Figure 21 shows the voltage of dc demand and the freewheeling current without protection, with differential, and SDRE observer protection modes. It is apparent that the fault detection time for the proposed SDRE method in experimental implementation is 96 ms and for the differential method proposed in [15], it is 114 ms. Additionally, load voltage when using the SDRE observer protection is restored faster and has a smaller transient-current. The load voltage attains a small value without protection. Due to the fast fault detection and consequent prevention of huge rises in the fault current, the SDRE observer protection leads to a lower current in the freewheeling path rather than the differential protection method, i.e., reduced protective system expenses and the conceivability of utilizing the simpler, smaller diodes. Figure 22 demonstrates the voltage of IGBT breakers with snubber attendance in differential and SDRE observer modes. Exploiting the SDRE observer protection led to a reduction in the pick of voltage on the IGBT breakers, which permitted the utilization of breakers with lower nominal insulation voltages. In addition, by taking advantage of the SDRE observer controller, IGBTs tolerated lower transient voltages that caused a reduction in the possibility of IGBT breaker failure.

The implementation results of the SDRE observer protection algorithm prove the usefulness of this study in terms of practical applications. The proposed schemes are applicable and more feasible, efficient, fast, and accurate than those of the differential algorithm. Consequently, the proposed approach can also be implemented in real-scale different dc islanded configurations.

6. Discussion

The protection system used in this paper is a master–slave database type. Therefore, it requires high-speed communication and synchronization [13,14,15]. Every parameter is constantly tracked and measured by slave controllers. The measured values are sent to the master controller, which is the main processor of the protection system. So, first, the master controller processes the data, and, if a fault occurs, the slave controller will isolate the faulted segment by means of the IGBTs. By comparison of the simulation and experiment, it can be concluded that there is a reasonable difference between fault detection time in the simulation and experimental implementation. Fault detection time based on the proposed SDRE in the simulation section is 30 ms and 96 ms for experimental implementation based on the proposed SDRE method. Almost 66 ms difference in fault detection between the simulation and experimental implementation is noted due to the ACS 712-30 and ADS1115 sampling frequency and computation time in the microcontroller.

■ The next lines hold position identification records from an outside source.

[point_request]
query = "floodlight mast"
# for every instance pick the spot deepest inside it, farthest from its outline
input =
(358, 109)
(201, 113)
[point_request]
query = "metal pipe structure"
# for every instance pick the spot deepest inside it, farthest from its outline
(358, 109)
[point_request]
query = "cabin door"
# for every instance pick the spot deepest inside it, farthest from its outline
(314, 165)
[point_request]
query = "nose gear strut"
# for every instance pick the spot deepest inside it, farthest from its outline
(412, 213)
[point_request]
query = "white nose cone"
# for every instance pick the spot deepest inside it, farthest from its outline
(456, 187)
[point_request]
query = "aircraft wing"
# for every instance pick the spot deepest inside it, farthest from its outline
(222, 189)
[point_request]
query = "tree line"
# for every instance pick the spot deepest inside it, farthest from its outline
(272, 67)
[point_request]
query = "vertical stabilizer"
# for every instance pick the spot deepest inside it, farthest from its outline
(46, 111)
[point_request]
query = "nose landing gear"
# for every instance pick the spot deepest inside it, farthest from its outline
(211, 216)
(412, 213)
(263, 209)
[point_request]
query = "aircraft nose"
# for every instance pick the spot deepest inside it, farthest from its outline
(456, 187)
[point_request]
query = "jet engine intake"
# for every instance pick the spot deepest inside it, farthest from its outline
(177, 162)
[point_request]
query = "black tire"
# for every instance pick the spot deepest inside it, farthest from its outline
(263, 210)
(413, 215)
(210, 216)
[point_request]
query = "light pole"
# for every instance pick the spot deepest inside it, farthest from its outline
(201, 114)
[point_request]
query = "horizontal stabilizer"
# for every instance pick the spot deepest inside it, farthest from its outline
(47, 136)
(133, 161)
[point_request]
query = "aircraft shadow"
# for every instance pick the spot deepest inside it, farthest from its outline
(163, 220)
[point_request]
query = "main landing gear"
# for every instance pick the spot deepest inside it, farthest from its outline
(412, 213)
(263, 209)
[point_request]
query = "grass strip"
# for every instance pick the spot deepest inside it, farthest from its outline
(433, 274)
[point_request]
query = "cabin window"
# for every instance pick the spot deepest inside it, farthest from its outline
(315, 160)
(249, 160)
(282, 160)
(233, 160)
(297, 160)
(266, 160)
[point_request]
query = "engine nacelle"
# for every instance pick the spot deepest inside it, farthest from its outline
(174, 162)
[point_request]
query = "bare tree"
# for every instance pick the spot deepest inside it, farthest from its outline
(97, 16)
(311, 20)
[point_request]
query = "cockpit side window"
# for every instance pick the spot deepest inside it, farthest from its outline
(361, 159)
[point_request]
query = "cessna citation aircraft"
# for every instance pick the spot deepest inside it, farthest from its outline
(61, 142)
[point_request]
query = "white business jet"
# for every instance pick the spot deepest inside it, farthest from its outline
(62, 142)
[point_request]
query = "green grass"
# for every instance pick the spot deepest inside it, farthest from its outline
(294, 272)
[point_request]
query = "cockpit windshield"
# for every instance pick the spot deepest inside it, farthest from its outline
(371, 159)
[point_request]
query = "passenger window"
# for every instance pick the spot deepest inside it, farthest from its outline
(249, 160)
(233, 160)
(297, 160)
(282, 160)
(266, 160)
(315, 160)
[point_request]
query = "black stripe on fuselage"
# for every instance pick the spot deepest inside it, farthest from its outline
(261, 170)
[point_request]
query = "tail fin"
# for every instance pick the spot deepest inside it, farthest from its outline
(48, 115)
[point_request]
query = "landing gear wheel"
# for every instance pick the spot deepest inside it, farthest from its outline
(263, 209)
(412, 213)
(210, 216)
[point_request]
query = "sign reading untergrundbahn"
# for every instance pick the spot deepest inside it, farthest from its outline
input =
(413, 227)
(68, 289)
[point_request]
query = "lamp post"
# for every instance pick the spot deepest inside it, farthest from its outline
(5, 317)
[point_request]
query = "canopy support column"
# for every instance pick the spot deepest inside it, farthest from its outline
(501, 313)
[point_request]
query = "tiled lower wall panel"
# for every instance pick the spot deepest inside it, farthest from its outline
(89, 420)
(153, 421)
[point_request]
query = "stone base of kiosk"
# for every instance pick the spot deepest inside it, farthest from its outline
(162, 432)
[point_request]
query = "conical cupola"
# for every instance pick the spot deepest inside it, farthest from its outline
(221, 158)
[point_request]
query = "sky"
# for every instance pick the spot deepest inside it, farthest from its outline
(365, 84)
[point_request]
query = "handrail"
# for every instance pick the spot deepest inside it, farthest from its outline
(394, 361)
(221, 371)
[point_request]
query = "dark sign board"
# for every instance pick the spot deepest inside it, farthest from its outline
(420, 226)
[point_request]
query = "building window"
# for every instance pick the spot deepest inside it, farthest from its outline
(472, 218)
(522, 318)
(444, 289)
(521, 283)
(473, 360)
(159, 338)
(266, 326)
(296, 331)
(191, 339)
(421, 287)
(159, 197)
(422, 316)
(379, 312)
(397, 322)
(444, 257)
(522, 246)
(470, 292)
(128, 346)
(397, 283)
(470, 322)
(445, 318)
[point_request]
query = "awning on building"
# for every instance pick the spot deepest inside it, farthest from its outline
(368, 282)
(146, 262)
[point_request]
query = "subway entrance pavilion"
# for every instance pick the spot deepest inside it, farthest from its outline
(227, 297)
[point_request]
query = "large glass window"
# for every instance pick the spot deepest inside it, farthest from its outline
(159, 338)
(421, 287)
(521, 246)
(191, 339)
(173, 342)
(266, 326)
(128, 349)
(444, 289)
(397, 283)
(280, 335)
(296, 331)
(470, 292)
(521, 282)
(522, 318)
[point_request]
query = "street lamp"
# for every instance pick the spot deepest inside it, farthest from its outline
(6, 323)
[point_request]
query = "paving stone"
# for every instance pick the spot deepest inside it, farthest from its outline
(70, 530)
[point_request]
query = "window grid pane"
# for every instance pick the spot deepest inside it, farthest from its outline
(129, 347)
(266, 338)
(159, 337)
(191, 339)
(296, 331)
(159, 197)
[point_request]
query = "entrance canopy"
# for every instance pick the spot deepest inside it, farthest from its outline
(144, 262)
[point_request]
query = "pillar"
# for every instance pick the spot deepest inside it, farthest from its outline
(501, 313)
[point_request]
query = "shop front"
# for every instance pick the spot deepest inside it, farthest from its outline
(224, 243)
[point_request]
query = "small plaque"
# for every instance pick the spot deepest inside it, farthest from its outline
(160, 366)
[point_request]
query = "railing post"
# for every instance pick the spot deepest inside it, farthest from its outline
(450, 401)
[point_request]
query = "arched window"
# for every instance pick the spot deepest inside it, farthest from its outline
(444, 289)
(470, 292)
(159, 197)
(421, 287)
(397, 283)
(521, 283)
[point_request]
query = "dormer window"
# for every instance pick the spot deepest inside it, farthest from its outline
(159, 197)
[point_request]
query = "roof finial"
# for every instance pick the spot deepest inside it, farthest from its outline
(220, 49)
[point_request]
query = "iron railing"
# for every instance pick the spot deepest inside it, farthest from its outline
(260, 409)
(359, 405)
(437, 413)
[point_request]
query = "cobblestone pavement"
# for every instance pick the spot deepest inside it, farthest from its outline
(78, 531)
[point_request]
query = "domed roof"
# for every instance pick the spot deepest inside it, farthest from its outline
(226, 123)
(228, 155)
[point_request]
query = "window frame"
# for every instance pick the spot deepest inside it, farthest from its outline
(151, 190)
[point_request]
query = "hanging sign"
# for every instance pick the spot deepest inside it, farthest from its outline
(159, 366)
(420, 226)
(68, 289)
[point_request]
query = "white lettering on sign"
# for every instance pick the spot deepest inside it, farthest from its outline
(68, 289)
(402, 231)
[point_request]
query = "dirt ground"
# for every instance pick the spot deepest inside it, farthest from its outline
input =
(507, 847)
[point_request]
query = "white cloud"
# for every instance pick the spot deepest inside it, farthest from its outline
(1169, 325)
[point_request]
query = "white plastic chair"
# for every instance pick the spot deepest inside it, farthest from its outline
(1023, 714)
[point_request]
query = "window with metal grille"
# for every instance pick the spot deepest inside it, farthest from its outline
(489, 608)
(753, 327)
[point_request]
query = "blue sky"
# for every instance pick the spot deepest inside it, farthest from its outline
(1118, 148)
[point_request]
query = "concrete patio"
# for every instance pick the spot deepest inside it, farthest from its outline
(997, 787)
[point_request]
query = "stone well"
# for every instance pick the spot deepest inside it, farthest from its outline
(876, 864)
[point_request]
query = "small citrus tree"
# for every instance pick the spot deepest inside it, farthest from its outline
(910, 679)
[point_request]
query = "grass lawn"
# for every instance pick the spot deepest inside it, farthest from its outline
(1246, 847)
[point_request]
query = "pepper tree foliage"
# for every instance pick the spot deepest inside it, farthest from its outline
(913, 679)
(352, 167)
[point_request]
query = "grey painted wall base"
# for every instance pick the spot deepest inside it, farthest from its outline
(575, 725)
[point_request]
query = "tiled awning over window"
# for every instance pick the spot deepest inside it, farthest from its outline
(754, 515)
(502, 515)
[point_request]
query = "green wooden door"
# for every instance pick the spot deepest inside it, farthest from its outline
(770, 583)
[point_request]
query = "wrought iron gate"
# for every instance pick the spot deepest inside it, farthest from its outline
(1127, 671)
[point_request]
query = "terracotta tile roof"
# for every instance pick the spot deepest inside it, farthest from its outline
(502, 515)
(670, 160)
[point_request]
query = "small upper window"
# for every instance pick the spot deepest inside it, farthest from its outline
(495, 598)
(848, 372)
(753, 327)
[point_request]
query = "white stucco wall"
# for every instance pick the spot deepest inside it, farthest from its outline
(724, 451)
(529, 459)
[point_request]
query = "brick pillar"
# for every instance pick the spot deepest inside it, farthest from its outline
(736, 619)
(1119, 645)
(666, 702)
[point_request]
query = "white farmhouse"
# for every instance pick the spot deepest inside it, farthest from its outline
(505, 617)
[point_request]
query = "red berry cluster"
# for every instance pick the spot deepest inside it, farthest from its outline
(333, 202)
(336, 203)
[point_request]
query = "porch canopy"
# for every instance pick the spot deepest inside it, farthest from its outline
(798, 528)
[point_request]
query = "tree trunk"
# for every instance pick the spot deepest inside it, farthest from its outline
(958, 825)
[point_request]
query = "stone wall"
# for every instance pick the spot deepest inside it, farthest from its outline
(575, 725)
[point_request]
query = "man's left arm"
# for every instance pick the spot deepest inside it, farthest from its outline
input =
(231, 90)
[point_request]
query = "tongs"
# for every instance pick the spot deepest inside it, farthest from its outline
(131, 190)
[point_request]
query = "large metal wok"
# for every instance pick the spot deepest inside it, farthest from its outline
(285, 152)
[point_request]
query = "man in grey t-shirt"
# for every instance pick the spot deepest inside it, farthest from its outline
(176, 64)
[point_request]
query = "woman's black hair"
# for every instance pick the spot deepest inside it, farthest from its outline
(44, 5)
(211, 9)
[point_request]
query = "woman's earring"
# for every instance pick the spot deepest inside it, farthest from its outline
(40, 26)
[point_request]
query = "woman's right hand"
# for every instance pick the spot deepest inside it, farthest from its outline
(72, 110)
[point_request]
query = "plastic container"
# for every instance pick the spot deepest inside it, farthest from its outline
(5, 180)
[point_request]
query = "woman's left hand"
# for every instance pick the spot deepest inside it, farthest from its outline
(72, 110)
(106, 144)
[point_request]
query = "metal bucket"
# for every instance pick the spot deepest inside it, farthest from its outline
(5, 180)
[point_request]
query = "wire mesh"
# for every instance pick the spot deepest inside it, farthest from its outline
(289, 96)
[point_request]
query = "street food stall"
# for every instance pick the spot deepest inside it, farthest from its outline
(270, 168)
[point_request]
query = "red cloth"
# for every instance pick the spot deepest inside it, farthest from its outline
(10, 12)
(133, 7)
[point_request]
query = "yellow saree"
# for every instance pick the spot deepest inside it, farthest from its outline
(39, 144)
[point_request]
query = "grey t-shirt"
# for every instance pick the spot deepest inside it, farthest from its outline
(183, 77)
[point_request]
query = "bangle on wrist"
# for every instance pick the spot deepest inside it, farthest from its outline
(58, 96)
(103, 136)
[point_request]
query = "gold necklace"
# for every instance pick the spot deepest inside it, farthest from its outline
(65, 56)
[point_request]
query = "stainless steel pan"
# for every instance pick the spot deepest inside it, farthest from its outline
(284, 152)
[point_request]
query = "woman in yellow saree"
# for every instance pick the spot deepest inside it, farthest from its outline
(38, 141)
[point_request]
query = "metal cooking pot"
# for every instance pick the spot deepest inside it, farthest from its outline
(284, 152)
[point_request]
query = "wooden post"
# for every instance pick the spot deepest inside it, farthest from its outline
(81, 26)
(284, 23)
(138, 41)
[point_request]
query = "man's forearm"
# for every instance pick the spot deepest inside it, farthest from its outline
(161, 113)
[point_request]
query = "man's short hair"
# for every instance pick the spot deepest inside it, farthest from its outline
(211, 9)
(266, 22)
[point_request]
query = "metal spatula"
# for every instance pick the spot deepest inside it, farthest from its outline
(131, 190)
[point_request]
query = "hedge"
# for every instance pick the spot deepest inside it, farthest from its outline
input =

In this work, the PV module can have a level of uncertainty. The proposed model is based on state variables and the uncertainty in PV will lead to changes in the state variables, such as Δx₂ and Δx₃ which is considered in the proposed method (Equation (9)). As a result, with the occurrence of uncertainty, the values of the state variables (Δx₂ and Δx₃) will be changed and updated, and as a result, the proposed SDRE method can have the appropriate control and protection performance in this state. So, one of the merits of the proposed method is robustness against uncertainty.

7. Conclusions

In this paper, an integrated control and protection system based on an SDRE controller-observer, applied to islanded dc microgrids is presented. The proposed protection approach is conceived so that the actual output of the system, with its rated output, calculated by a nonlinear observer, is compared, and if there is a difference in these two non-zero residual currents then this can lead to fault detection in the quickest time possible. The proposed method is fast and cost-effective. Simulation and experimental results have shown that the proposed method was able to detect a fault and maintain the performance of dc microgrids against external disturbances in an acceptable manner. An SDRE controller was used to control the output voltage of the microgrid. Thanks to the implementation of the SDRE observer protection algorithm, these schemes are applicable and becoming more feasible, efficient, fast, and accurate compared to those of the differential algorithm. The proposed approach can be also implemented in different dc islanded configurations.